L’essere umano “non è affatto una tabula rasa: è portatore di un doppio codice, genetico e culturale”. Egli “non è sovrano, non è un’immaginaria persona ‘assolutamente libera’, che può agire a proprio arbitrio; egli è piuttosto un monarca costituzionale, sovrano de nomine, cui la Costituzione (nel nostro caso addirittura due costituzioni) lega le mani”. Conoscendo i suoi limiti, però, può superarli e compiere delle scelte. A tal fine “deve conoscere le proprie possibilità”. Così scriveva nel 1985 il filosofo Adam Schaff, quasi a conclusione del libro Il prossimo Duemila – Rapporto al Club di Roma sulle conseguenze sociali della seconda rivoluzione industriale (Editori Riuniti).
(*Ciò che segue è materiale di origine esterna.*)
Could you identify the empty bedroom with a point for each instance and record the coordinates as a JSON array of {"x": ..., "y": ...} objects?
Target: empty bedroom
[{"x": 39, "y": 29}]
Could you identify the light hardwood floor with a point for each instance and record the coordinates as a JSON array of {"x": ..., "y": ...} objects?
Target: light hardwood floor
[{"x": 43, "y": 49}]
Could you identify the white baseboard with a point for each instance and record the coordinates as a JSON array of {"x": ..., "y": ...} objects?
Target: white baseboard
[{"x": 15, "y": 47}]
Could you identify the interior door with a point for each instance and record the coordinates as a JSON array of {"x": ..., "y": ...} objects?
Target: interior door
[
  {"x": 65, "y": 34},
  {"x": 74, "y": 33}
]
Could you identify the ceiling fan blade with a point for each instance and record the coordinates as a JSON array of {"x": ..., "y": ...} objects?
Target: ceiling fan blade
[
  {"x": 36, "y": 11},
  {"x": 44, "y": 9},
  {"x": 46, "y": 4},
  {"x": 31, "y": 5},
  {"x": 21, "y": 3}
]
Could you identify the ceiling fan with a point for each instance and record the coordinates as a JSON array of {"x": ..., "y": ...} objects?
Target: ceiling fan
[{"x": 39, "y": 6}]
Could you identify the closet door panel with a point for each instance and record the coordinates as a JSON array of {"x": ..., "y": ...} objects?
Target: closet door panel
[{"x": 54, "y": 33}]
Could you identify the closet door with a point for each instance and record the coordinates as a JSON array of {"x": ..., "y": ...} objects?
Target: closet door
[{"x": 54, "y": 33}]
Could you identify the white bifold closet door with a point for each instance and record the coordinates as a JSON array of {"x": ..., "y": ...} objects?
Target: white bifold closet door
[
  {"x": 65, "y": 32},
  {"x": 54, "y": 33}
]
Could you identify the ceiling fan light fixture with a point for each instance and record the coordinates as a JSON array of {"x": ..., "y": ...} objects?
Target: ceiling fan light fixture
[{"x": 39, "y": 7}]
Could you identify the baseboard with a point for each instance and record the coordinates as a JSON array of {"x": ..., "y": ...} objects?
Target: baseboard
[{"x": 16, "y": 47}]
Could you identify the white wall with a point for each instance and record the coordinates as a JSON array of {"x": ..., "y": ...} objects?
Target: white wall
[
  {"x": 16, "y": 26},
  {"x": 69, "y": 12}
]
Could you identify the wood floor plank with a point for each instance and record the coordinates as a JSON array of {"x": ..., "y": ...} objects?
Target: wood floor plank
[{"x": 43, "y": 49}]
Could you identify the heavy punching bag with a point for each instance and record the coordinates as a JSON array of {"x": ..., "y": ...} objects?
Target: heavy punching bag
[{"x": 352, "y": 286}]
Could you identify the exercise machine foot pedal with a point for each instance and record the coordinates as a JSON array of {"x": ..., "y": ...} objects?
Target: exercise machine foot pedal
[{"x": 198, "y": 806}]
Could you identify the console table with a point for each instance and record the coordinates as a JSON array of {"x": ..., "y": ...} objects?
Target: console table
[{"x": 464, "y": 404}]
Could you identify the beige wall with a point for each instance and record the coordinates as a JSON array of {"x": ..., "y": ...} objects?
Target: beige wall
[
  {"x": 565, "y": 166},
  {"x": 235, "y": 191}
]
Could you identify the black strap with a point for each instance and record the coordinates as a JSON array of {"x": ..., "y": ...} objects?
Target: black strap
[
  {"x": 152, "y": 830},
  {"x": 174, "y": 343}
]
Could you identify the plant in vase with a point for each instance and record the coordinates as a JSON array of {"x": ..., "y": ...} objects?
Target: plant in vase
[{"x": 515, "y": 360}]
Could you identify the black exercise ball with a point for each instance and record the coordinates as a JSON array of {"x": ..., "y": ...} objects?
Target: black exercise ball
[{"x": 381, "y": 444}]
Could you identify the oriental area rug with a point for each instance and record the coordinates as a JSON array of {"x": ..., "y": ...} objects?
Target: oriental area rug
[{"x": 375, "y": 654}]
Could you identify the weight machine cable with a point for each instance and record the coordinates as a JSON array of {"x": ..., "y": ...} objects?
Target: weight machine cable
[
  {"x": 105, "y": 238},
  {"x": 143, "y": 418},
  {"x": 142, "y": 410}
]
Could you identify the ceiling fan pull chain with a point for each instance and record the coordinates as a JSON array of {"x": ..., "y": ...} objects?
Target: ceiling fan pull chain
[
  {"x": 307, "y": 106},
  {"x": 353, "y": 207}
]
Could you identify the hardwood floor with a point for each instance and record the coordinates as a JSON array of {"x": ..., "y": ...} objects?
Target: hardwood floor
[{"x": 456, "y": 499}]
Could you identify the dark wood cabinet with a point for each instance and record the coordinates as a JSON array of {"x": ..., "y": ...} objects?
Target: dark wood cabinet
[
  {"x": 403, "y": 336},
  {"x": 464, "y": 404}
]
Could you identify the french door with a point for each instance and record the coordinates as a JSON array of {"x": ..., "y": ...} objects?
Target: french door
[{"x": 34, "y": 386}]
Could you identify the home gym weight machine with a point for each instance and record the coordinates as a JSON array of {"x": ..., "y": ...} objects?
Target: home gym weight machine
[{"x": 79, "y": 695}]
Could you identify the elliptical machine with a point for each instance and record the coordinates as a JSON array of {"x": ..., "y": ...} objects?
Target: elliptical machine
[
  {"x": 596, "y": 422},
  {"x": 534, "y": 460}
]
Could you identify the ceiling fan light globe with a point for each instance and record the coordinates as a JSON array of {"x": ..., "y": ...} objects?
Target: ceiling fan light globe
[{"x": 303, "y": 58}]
Un testo che “si occupa di futurologia sociopolitica, ma con un breve orizzonte temporale: venti o trenta anni a partire da oggi”.
Ѐ vero, le previsioni sono fatte per esser smentite. Eppure oggi stupisce la lungimiranza del nostro autore. Egli individua innanzitutto “la triade rivoluzionaria: microelettronica, microbiologia ed energia nucleare”. E subito delinea un problema: la disoccupazione strutturale. Inoltre scorge un pericolo. Un abisso potrebbe dividere coloro che dispongono dell’informazione, “nel senso più ampio del termine”, da quanti non ne hanno: essa “in alcune condizioni può sostituire la proprietà dei mezzi di produzione come discriminante della nuova divisione sociale”. L’autore poi coglie l’evoluzione “verso un sistema economico globale”. Se i mutamenti socio-economici saranno in gran parte spontanei, scrive Schaff, quelli che si presenteranno nella sfera politica “saranno semplicemente scelte e alternative che dipenderanno dal sistema di valori che si vuole accettare”. E che dire del senso della vita? Qui c’è un rimando preciso agli studi dello psichiatra Victor Frankl e alla logoterapia. Per senso della vita “intendiamo ciò che stimola l’uomo alle sue azioni dandogli poi un senso di soddisfazione se il risultato è stato positivo”. E il filosofo intravede la possibilità di realizzare due sogni: quello dell’homo studiosus, dedito alla formazione permanente, e l’homo universalis, “in possesso di un’istruzione poliedrica in grado di fargli cambiare occupazione a seconda delle circostanze”.
L’altro volto dell’homo universalis sarà l’homo ludens. Il vecchio modello di famiglia, poi, “finirà inevitabilmente per crollare”. D’altra parte il numero delle persone che avvertiranno il bisogno della fede, magari vissuta in maniera diversa da quella tradizionale, “sarà maggiore” rispetto “a oggi”. In definitiva, si chiede Schaff, quale utopia si realizzerà? “Per fortuna la domanda è ancora aperta”. E ora noi, nel XXI secolo, potremmo pensare che i “funzionamenti” e le “capacità” di realizzarli indicateci da Amartya Sen corrispondano proprio alle possibilità e alle opzioni sulle quali insisteva il filosofo polacco.